The only point I would mention is that the longer the string and the higher the "key" the longer the resulting string and therefore will take up more space in the database.

Just a question regarding hashes... - how can they be unreversible? surely that is impossible right?

 

[abdulmueid]

PoorDoggie: Your script is basically base64 on steroids (with keys). Actually it is still possible to reverse it by trying various keys.

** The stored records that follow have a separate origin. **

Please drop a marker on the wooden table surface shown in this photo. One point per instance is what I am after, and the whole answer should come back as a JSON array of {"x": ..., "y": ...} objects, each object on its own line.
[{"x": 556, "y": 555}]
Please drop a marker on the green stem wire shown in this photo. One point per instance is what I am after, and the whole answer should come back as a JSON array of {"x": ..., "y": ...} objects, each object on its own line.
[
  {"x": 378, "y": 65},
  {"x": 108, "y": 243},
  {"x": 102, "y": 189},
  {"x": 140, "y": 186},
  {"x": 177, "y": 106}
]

MD5 is a irreversible hash. There is no real way to reverse it except use methods like brute-force or dictionary attack which is basically guessing and encrypting different combinations of alphabets and numbers and matching it with the encrypted string until right combination is found.

 

[nasaboy007]

but i dont understand, if the same cleartext input will always have the same hash, there must be SOME function/algorithm that the program is performing in order to get the hash, otherwise it would always be different. therefore, y can't sum1 just figure out this algorithm (example: that md5 uses) and just reverse it?

 

[PoorDoggie]

although potentially reversible, I am sure that that kinda encryption would be good enough for my site. I may look at mcrypt though. I thought my script was quite cool - it takes each letter of a string and base64 encodes each of them. It then keeps doing that with the latest encrypted string as many times as the "key" variable dictates. I think it would be very hard to try and decypher without the algorithm.

what is a hash exactlly? and repeating my question above, how can it be irreversible? surely if it goes one way, it can come back?